Мы стояли в нашей лучшей воскресной одежде, бабушка вытирала виски платком. Вблизи были сарай и высокая силосная башня, кругом сновало множество мексиканских рабочих. Бабушка отметила, что Дотти удачно вышла замуж, и эта реплика предназначалась моей матери. Мать промолчала. Потом она достала свой большой альбом и кусочек угля с заднего сиденья и пошла к сараю. Я пошла было за ней следом, но она велела мне остаться. Лиша тут же заявила, что я еще маленькая, а я кинула ей в колено камушком. Потом бабушка взяла меня за плечо своей костлявой рукой, отвела к автомобилю и оставила сидеть в полном одиночестве.
Уже на пути домой мы зашли в сарай за мамой. Я разглядывала дверь машины Дотти, которая меня потрясла до глубины души. Когда я ее открывала, мне показалось, что дверь эта весила килограммов тридцать и вся зажглась, как рождественская елочка. Мать говорила по-испански с двумя рабочими, смотревшими на ее рисунок. Один из них быстро спрятал небольшую бутылку с прозрачной жидкостью в задний карман. Когда мать снова села в автомобиль, я не почувствовала запаха алкоголя, но она стала говорить на северный манер, глотая слова, как обычно бывало, стоило ей чуть выпить. Я за все годы видела десятки тысяч ее эскизов, но по какой-то непонятной причине я запомнила именно этот – быструю зарисовку мужчины в летах с высохшим лицом в сомбреро на голове, сделанную размашистыми штрихами почти без теней. Она вынула из сумочки лак для волос и сбрызнула рисунок, чтобы его зафиксировать, прежде чем закрыть альбом. Я удивилась: никто не попросил его посмотреть.

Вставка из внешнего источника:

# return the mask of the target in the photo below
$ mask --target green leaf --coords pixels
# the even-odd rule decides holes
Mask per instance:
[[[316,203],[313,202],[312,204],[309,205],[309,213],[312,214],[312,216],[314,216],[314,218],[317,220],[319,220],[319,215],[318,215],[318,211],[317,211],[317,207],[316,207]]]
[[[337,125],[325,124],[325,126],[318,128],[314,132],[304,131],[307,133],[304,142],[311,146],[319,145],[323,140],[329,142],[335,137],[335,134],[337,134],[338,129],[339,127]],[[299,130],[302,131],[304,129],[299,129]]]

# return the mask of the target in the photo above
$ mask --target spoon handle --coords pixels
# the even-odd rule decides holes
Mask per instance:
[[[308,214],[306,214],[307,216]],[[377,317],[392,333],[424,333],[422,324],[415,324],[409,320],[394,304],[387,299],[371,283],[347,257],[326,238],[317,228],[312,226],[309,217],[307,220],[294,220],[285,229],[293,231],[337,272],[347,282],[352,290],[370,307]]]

Мы остановились в Раундапе на несколько дней. Проблема у семьи Дотти была одна: от Роберта залетела его школьная подружка. Эта барышня была католичкой, поэтому без свадьбы было не обойтись. Юная невеста расхаживала по дому в футболке жениха и животом, большим, как воздушный шар. Обоим было по пятнадцать лет, и спали они в его детской на двухъярусной кровати. В те дни подобные проблемы у людей случались часто. Планировалось, что Роберт окончит школу и будет заниматься хозяйством, чтобы потом унаследовать ранчо.
Наверное, в качестве репетиции отцовства Роберт обратил на меня внимание. Пока Лиша училась у Тесс подкрашивать глаза и пушить прическу, я с ним играла в крестики-нолики мелками на грифельной доске. Потом он нарисовал мне крушение поезда, которое видел. На картинке руки и головы были раскиданы по хлопковому полю. Хлопок был удивительно детально прорисован, а все остальное – не очень, скорее как набросок. Потом он уложил меня в кровать и рассказал чудовищно неправильный вариант сказки о Румпельштильцхене, в котором злой колдун заставил девушку саму плести из соломы золото. Сказка была такой страшной, что мне тут же приснился кошмар. Я его по сей день помню. В том сне изо рта злобного карлика вылетала саранча, и он угрожал матери отнять ее дитя. Я проснулась и убедила Лишу разрешить мне спать с ней. Она согласилась лечь валетом, чтобы я нюхала ее пятки. Утром Дотти выговорила Роберту за то, что он меня напугал, и тот потерял интерес к играм со мной.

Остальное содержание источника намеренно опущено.